Все высыпали из своих палат. Недалеко от столовой на полу распласталось тело. Неестественная поза, руки изогнуты, голова запрокинута, а туловище будто приподнялось вверх и выгнулось дугой.
   - Почему у нее такие глаза?! Посмотрите на ее глаза! Посмотрите!
   - Да прекрати орать уже, у самой не лучше, когда припадок,
По коридору мчатся медсестры, Алексеич, потому что он сегодня на дежурстве, и еще кто-то из врачей. Я не хочу на это смотреть. И не хочу верить в то, что и со мной бывает также. Я понимаю, почему это пугает. Пугает, потому что страшно.
   - Все разошлись, - слышится голос Алексеича.

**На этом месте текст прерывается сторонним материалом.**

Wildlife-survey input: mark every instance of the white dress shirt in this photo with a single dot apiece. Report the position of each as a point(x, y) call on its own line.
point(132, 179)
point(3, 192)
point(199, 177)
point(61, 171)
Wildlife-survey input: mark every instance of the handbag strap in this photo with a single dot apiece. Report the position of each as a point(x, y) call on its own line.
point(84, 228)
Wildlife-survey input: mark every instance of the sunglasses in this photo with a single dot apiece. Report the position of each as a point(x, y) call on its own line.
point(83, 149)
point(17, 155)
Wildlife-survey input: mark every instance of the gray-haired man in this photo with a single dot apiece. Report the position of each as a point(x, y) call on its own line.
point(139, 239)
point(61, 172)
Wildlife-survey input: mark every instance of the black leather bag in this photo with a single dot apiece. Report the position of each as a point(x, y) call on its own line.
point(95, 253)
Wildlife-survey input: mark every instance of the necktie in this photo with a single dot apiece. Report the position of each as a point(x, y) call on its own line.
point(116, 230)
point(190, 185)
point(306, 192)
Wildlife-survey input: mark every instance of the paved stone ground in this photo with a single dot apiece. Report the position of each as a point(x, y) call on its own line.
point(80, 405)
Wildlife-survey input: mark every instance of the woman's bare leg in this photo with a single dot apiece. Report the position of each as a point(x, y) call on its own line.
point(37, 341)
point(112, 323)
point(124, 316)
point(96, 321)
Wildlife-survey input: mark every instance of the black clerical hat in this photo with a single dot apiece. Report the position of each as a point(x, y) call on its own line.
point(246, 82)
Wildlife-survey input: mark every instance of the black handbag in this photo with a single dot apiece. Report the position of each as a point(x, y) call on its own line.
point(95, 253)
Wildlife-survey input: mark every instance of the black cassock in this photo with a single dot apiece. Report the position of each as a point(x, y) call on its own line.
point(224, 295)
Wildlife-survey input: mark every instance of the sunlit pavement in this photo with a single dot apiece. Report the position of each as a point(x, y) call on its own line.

   - Тонико-клонический, Дмитрий Алексеевич?
   - Ну сами же видите…
   Тонико-клонический, миоклонический, генерализованный, криптогенный, фокальный - все эти непонятные слова с некоторых пор постоянно звучат где-то рядом со мной и во мне. А еще вальпарин, карбамазепин, кеппра, этаперазин, флуоксетин, амитриптилин, этаперазин, галоперидол, вальдоксан, людиомил и прочие кишат в моем мозгу как назойливые паразиты. Они не оставляют свободного места для нормальных слов русского языка. Недавно к этому списку добавилось еще одно на букву «т», но я не могу его вспомнить.
Девушек толкущихся в коридоре разогнали по палатам. Та, что упала, пришла в чувства, теперь она лежит в своей палате и ей сделали какой-то укол. Все только и говорят о приступе, как будто не о чем больше поговорить. Рассказывают о своих. Каждый получил свою порцию лекарств на посту, и сестра внимательно проследила за тем, чтобы лекарства были выпиты тут же, при ней. Я делаю глоток воды, равнодушно, даже не морщась. Через пару минут они окажутся в унитазе. А потом я пойду курить, сейчас этого точно никто не заметит.
Вечер. Хожу по коридору туда-сюда. Это раздражает сестру. Она не разрешает ходить туда-сюда. Мне не хочется ни с кем разговаривать. Мне не хочется разгадывать кроссворды, лежа на койке, или пялиться в телевизор в холле. Мне не хочется видеть всех этих людей, слышать все их проблемы, спать с ними в одном помещении. И мне с таким трудом удалось выставить из своей палаты Леночку, которая зачем-то легла на меня всем своим телом сверху, когда я читала книгу. От всего этого мне становится только хуже. Я ничего не хочу. Даже думать. Самое лучшее, что мне приходит на ум это мысль о ящике. Мой прекрасный ящик. Темный и тесный. Возможно, это не ящик, а сундук... Вот я открываю его крышку и залезаю внутрь. Меня больше никто не видит, и я тоже никого не вижу. Все. Я спряталась.
Где-то далеко-далеко, по ту сторону нашей галактики слышится монотонное завывание. Это Леночка поет колыбельную. Укладывает Адель спать.